Holding a Tottenham scarf above his head and beaming with pride at having joined his new club, it can be easy to forget just how far Victor Wanyama has come. And given he made his first appearance for the club in a 0-3 win over Nottingham Forest last week, there’s no limit to how far he’ll go.

This is a player who spent his childhood in Kenya walking 10 kilometres for a football game, playing barefoot in the street until he finally won a pair of boots.

The Premier League was as far away as you can imagine, with matches only shown at cinemas and the closest thing to the players were posters on bedrooms walls.

And yet, Wanyama is now in the same position as those footballers he watched in his childhood.

Victor Wanyama takes on Erik Lamela of Tottenham Hotspur on May 8, 2016 © Mike Hewitt/Getty

‘They say it doesn’t matter where you come from, only where you are going to. But if you come from Africa, this is not true,’ says Wanyama.

‘You see Kenya is my home, it is where my life began. I come from a place called Muthurwa, in Eastlands.

‘You have to be a lion coming from that humble background. If you work hard then dreams, they do come true and it has happened so I don’t fear anything.’

‘I was waking up every morning and taking my ball. I walked 10 kilometres to go and play with the other children.

‘We were playing barefoot and we were sometimes getting injured. We hurt our toes and blood came out, but we still continued.

‘I wanted to do anything to make it, to have a better life. This was just a dream.’

However that childhood fantasy of playing in the Premier League is now very much a reality for Wanyama, who after three years with Southampton has just made the move to Tottenham in a deal worth GBP£11m.

Champions League nights now await the midfielder at White Hart Lane, but they were a long way away from reality for the Kenyan during his childhood.

Like many of his friends, he dreamed of the Premier League and European glory but back then the only glimpse he got of it was by trips to the cinema with his family.

Sat watching his idols, the young midfielder set his sights on doing something no Kenyan had ever done – playing in the Premier League.

The Kenyan quickly climbed the ladder to the top.

‘We used to go with my brothers and dad to the cinema to go and watch the Barclays Premiership,’ says Wanyama.

‘If I had the money to pay, I could pay and then go and watch it. If I didn’t have the money, sometimes I sneaked in.

‘We used to watch some great players like Roy Keane and Paul Scholes. I didn’t know one day I would be here, I was just happy.’

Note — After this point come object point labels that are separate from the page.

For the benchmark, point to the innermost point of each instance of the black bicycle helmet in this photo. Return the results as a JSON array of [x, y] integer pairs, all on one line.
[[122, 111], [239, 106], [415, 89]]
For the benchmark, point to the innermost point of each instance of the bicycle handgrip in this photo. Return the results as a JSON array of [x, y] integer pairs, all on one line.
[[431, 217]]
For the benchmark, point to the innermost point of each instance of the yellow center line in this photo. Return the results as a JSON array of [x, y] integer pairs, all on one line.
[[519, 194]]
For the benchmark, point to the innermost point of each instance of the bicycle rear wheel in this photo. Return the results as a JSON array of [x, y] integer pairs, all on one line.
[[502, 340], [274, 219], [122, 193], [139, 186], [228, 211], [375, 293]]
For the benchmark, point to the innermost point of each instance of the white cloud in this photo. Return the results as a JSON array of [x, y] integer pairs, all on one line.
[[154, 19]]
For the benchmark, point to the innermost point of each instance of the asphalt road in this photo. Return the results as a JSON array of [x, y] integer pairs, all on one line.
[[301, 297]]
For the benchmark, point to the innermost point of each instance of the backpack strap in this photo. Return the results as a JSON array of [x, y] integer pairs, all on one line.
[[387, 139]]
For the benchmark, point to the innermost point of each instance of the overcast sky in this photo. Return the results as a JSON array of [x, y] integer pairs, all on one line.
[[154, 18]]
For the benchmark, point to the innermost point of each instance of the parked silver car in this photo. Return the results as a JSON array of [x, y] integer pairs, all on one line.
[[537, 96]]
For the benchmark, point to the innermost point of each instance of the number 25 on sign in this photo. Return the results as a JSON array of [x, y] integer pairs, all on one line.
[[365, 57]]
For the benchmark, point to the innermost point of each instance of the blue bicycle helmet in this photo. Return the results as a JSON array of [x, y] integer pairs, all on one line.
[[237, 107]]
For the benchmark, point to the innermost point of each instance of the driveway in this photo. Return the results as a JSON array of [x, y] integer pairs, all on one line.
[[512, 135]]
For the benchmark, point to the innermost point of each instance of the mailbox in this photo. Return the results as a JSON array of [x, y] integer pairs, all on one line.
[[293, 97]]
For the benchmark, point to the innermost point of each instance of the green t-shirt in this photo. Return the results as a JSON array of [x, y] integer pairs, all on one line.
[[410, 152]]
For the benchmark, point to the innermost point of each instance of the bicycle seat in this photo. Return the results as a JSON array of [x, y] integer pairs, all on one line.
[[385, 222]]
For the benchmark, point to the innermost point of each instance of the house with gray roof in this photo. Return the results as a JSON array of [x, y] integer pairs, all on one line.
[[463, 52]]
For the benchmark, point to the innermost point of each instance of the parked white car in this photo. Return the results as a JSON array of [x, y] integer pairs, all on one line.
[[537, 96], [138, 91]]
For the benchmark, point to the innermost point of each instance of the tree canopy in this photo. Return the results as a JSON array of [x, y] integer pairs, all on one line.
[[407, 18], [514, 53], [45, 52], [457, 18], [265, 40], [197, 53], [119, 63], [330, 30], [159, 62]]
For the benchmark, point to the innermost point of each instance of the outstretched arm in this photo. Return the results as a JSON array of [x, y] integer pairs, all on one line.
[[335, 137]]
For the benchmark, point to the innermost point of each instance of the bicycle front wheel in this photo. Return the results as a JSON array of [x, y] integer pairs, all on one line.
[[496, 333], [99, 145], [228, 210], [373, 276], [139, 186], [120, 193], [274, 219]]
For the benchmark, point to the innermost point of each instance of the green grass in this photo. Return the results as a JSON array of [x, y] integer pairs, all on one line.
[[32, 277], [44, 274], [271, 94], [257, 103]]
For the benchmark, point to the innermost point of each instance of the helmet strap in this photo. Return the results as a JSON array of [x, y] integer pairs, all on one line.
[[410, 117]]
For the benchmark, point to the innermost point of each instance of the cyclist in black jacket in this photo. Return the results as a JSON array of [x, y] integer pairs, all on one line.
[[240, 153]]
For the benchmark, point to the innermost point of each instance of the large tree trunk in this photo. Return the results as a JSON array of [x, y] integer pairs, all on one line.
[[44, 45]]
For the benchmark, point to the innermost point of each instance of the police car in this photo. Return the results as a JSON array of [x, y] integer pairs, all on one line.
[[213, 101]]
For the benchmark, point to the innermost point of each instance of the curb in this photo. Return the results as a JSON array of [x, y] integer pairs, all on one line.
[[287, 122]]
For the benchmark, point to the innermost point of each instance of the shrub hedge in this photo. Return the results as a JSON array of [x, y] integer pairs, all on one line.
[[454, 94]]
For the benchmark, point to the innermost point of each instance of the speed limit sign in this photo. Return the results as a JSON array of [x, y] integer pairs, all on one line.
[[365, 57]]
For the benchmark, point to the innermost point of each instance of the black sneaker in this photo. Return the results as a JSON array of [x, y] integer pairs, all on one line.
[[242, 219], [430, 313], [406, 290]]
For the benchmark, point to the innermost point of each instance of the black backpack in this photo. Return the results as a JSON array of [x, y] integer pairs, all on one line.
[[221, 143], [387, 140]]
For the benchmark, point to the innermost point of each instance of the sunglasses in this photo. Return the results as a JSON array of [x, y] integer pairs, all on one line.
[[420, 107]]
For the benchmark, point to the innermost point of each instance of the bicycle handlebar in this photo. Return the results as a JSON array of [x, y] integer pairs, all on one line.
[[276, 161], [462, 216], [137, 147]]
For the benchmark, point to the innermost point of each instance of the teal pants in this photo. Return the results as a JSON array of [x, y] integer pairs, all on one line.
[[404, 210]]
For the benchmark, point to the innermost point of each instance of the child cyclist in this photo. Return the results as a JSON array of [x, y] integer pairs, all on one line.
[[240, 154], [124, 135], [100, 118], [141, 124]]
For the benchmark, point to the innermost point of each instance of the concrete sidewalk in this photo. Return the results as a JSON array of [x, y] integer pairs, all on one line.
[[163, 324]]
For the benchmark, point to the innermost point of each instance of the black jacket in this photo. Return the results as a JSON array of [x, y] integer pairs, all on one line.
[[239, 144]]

Victor Wanyama during the Barclays Premier League match between Southampton and Crystal Palace at St Mary's Stadium on May 15, 2016 © Steve Bardens/Getty

Not content with watching his favourite players on the big screen, Wanyama spent hours playing the game he loved too.

When Wanyama finally got his hands on some boots it was down to his talent, as his skills at a local tournament saw him rewarded with his very own pair.

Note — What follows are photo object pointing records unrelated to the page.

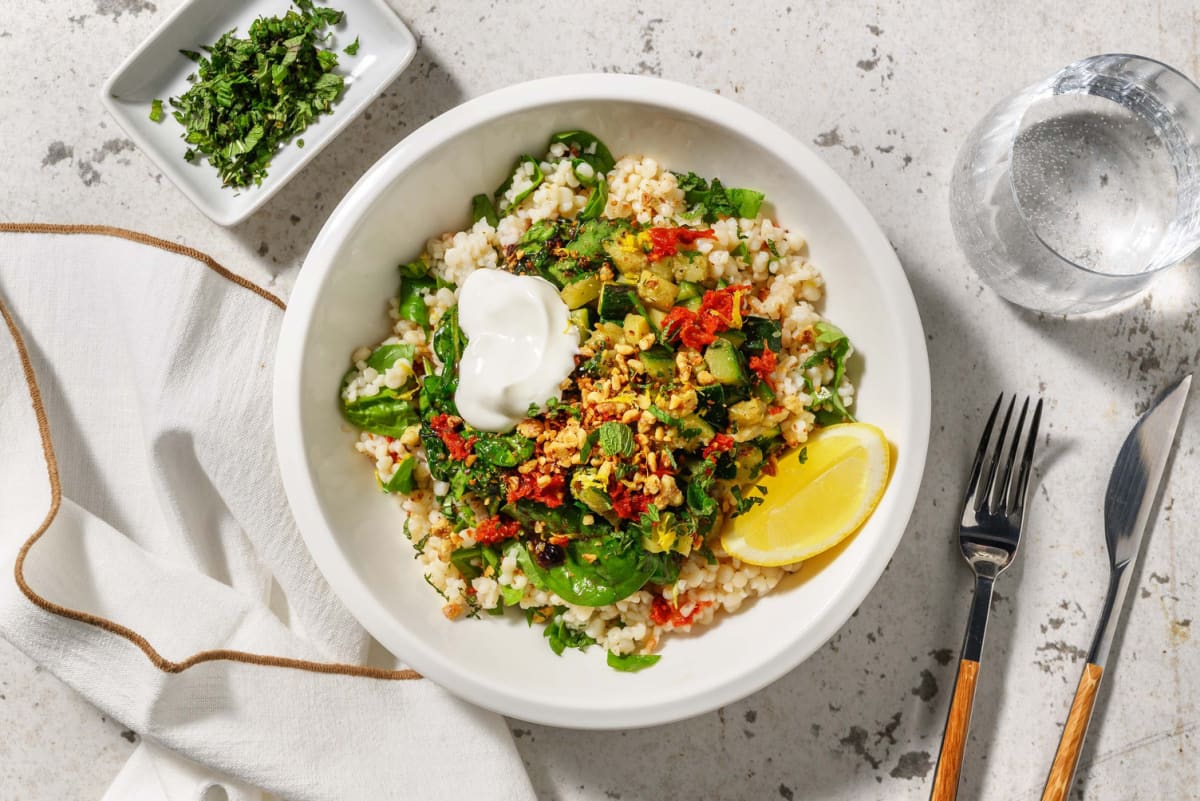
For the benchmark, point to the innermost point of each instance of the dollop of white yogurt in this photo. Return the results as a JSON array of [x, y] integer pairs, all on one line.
[[520, 347]]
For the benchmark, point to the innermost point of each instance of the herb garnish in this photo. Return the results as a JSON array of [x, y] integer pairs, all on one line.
[[251, 95]]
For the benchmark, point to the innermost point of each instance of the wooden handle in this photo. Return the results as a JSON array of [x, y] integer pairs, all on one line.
[[1062, 771], [949, 760]]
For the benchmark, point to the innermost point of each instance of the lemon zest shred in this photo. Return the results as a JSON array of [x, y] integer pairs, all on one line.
[[736, 317]]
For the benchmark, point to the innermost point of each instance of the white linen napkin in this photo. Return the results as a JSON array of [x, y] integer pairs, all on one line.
[[174, 534]]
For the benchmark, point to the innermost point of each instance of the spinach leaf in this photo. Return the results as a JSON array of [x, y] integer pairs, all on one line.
[[564, 519], [511, 595], [712, 200], [827, 401], [449, 342], [700, 493], [411, 301], [383, 357], [537, 179], [402, 481], [481, 208], [597, 202], [465, 560], [631, 662], [762, 332], [504, 450], [618, 571], [587, 148], [745, 202], [381, 415], [589, 239], [563, 637], [616, 439]]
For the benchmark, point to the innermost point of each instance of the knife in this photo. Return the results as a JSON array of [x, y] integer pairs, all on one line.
[[1133, 487]]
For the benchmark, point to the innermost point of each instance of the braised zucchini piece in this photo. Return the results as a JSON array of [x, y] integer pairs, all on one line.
[[582, 320], [657, 291], [735, 336], [659, 362], [725, 362], [691, 266], [636, 327], [697, 431], [588, 488], [581, 291], [749, 461], [761, 331], [748, 413], [711, 405], [617, 301], [628, 259]]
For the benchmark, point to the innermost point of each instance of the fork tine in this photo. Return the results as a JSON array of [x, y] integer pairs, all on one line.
[[1023, 475], [1003, 488], [985, 491], [981, 452]]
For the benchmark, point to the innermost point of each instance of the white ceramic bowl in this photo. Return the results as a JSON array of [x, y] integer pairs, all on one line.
[[421, 188]]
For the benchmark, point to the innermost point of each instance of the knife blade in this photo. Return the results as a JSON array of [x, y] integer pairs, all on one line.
[[1128, 501]]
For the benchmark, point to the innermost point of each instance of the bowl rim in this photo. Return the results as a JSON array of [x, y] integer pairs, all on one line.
[[342, 223]]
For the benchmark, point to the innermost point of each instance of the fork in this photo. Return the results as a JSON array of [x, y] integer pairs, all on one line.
[[993, 515]]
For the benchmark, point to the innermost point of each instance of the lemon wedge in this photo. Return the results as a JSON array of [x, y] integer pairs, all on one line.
[[813, 506]]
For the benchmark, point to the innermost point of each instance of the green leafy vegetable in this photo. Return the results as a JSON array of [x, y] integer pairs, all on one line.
[[535, 181], [481, 208], [504, 450], [511, 595], [402, 481], [251, 95], [587, 148], [712, 200], [616, 439], [449, 341], [743, 504], [631, 662], [383, 357], [382, 415], [465, 560], [597, 202], [563, 637], [827, 401], [618, 570]]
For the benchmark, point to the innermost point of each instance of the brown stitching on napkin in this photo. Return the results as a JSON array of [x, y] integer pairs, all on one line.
[[143, 239], [52, 469]]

And with the soles of his feet now covered the Kenyan quickly climbed the ladder to the top of the footballing world.

‘When I was 10 I won a pair of boots. It was hard to get used to the boots,’ says Wanyama.

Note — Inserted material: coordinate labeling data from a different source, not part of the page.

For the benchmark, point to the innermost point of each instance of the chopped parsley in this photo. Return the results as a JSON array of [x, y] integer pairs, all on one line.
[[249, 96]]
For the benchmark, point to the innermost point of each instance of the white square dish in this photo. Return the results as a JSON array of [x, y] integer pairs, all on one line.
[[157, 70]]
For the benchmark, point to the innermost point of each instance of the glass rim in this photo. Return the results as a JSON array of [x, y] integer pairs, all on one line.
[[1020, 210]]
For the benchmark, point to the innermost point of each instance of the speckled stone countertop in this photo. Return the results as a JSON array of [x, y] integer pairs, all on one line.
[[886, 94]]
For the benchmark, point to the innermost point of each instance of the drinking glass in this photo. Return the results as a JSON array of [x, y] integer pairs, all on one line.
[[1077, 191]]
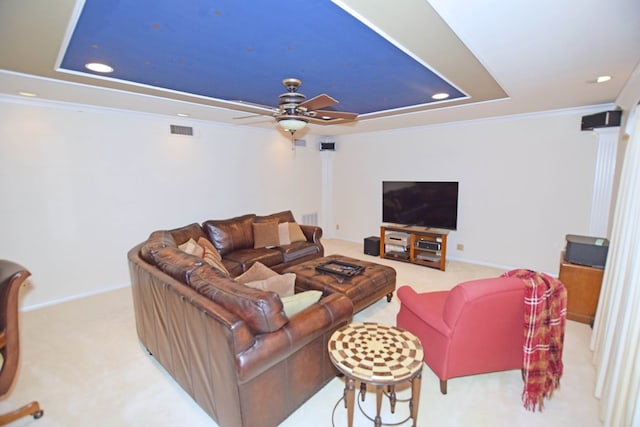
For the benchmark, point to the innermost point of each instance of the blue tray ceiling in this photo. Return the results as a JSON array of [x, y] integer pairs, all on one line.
[[240, 51]]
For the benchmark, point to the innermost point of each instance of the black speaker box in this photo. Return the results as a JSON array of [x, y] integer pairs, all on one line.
[[586, 250], [605, 119], [372, 246], [327, 146]]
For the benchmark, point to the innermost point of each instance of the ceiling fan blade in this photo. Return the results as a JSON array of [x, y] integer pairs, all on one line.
[[320, 101], [249, 116], [327, 115]]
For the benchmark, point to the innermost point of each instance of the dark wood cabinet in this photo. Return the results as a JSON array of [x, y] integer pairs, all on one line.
[[583, 290], [423, 246]]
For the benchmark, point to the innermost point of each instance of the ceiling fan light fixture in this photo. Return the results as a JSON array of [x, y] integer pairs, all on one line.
[[439, 96], [291, 123], [98, 67]]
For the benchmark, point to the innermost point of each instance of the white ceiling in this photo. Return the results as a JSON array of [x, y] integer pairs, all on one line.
[[543, 54]]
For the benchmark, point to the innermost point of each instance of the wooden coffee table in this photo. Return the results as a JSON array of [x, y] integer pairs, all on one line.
[[374, 282], [380, 355]]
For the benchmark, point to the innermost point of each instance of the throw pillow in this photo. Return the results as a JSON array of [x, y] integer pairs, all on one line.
[[295, 233], [265, 234], [283, 233], [192, 248], [298, 302], [282, 284], [206, 244], [257, 271], [213, 259]]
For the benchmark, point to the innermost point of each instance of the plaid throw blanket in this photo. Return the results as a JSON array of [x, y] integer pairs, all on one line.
[[544, 320]]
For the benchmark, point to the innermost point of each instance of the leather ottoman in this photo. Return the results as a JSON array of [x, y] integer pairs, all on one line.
[[363, 289]]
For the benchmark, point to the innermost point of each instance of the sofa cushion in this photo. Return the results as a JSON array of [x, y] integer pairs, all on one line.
[[265, 234], [212, 258], [261, 310], [230, 235], [298, 302], [176, 263], [281, 284], [157, 240], [298, 250], [191, 231], [246, 257], [260, 276], [295, 233], [192, 248], [284, 216], [258, 271]]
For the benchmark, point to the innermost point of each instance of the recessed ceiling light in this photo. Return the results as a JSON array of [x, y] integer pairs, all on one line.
[[98, 67], [440, 96]]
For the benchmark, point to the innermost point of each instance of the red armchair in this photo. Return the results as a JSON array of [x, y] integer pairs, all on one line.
[[476, 327]]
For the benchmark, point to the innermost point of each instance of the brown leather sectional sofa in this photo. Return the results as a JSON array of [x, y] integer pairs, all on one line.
[[231, 347]]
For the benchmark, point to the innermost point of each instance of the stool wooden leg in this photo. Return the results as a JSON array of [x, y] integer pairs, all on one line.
[[415, 397], [378, 420], [349, 397], [392, 398]]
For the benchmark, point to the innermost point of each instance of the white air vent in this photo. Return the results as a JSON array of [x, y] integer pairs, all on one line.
[[310, 219], [181, 130]]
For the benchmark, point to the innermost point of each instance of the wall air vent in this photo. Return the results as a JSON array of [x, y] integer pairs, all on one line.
[[181, 130]]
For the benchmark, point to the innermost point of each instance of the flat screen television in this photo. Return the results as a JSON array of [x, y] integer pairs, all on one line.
[[426, 204]]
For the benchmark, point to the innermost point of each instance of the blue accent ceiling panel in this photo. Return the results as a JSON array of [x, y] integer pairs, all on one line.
[[241, 50]]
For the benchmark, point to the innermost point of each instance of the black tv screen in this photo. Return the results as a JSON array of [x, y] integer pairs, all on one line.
[[426, 204]]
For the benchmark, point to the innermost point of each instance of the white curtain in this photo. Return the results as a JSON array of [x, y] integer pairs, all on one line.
[[616, 335]]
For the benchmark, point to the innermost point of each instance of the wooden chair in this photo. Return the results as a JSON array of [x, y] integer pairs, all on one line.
[[12, 276]]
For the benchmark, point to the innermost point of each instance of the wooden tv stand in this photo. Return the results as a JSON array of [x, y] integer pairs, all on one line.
[[420, 246]]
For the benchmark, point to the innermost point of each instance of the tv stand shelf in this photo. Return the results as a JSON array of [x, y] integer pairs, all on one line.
[[417, 245]]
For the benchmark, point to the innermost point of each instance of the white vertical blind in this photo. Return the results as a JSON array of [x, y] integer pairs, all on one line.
[[603, 184], [616, 336]]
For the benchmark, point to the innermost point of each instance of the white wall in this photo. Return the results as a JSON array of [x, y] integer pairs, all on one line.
[[80, 186], [525, 182]]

‘I had to adjust and try to use them, but it wasn’t easy. Five years later I got a call up from the national team and I was only 15 years old.’

Wanyama is ready to take his career to the next level.

‘Not even one year later I was in Europe. In a short time I played in Belgium, Scotland – I even played in the Champions League.

‘I always want to be the best and I always want to keep going. For dreamers, life is a way of getting better.’

Now Wanyama is ready to take his career to the next level as he begins life at his new club, Tottenham.

For the 25-year-old the move away from Southampton to White Hart Lane felt like the right one. With it comes the opportunity to showcase his talents in the Champions League.

And after watching his brother, McDonald Mariga, win the biggest prize in club football with Inter Milan in 2010, Wanyama has the desire to follow in his sibling’s footsteps.

‘The Champions League is a big stage – it’s where every player dreams of playing. It’s all about the big teams of Europe meeting each other and they’re just great nights,’ he says.

‘Watching my brother winning the Champions League was really good. That was always in my head, that one day I want to achieve what he has achieved.

That’s my target, to win the Premier League.

‘Here at Spurs, playing against teams like Barca and Real Madrid – it’s only going to make us better and if you brush shoulders with the world’s best players then nothing is impossible.

‘I think we will have some great nights for the fans and the players, and hopefully we can go far in the competition.

‘Nothing is impossible if you work hard. If we can achieve winning the Premier League then that would be my dream. That’s my target, to win the Premier League or any trophy with the club.’